After a couple weeks of letting the shock of being named Teacher of the Year sink in, Jenkins is now embracing the honor.

“I get to be the ambassador for public education for the state and get to share all the experience of being a public school teacher in Indiana: the good, bad, and the ugly, and really get to advocate for a new generation of teachers and for the ones who have chosen to stay,” he said. “It’s not about me being the best teacher. It’s just that I get to represent all teachers. I get to be the advocate and the ambassador. It's not about being the best, it’s about sharing what’s great about education.”

I feel like teachers, we’re harder on ourselves when things don't go according to plan. The reality is that those failures early on are going to make you a better teacher later. When that lesson plan inevitably crashes and burns, you’re going to push forward and be flexible.

Eric Jenkins

His own journey to a high school English classroom took him from a fellowship in Chicago to a year of teaching in Nigeria, then back to the United States where he lived and taught in Alabama, and then switched being a teacher for becoming a student himself by earning his master’s degree in upstate New York before settling back in Indiana with his family.

Originally, Jenkins chose secondary education because he had so many great high school teachers and wanted to be like those people and have that same impact at that stage in students' lives. But he also sees his own experiences through his students.

Eric Jenkins teaching in his classroom
Eric Jenkins teaching in his classroom

“They’re at such a turning point in their lives. A lot of them are like me, (saying) ‘I have no idea (what I want to do),’ and I tell them that’s ok.”

In his classroom, Jenkins emphasizes play and creativity - and tries to eliminate distractions and encourage openness and freedom when it comes to writing and reading. When asked about what he’d advise future teachers, his message: it’s ok to fail.

“A lot of times in that first year of teaching we’re so afraid of saying the wrong thing, doing the wrong thing.
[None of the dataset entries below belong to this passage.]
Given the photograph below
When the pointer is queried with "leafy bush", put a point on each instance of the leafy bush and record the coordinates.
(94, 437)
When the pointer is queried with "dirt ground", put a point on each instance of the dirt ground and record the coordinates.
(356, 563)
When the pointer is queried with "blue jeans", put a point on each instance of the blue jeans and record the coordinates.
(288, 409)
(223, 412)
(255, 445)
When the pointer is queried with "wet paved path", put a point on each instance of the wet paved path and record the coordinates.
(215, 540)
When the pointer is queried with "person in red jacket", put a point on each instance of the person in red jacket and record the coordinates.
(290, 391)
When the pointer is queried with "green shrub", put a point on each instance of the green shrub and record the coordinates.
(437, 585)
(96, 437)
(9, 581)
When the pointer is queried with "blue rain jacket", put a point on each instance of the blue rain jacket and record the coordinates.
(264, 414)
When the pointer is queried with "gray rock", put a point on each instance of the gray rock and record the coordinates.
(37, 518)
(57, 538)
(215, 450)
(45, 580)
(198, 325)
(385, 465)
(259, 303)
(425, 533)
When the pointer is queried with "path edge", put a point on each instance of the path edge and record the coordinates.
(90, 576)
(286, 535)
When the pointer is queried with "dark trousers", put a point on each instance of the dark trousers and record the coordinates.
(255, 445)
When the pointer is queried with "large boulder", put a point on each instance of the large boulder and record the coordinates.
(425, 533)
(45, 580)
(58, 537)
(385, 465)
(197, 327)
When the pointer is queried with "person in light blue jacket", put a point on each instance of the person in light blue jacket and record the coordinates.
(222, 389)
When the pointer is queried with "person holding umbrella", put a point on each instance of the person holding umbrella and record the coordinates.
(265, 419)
Embracing that freedom to fail is really important,” Jenkins said. “I feel like teachers, we’re harder on ourselves when things don't go according to plan. The reality is that those failures early on are going to make you a better teacher later. When that lesson plan inevitably crashes and burns, you’re going to push forward and be flexible.”

“What’s helped me embrace that idea is ultimately, it’s not about the content but it’s about how we make our students feel after they’ve left our classroom. They’re going to remember how we made them feel. We get to be that person that was that encouragement and shining light for a student. You are that person that makes them feel seen and heard,” he added.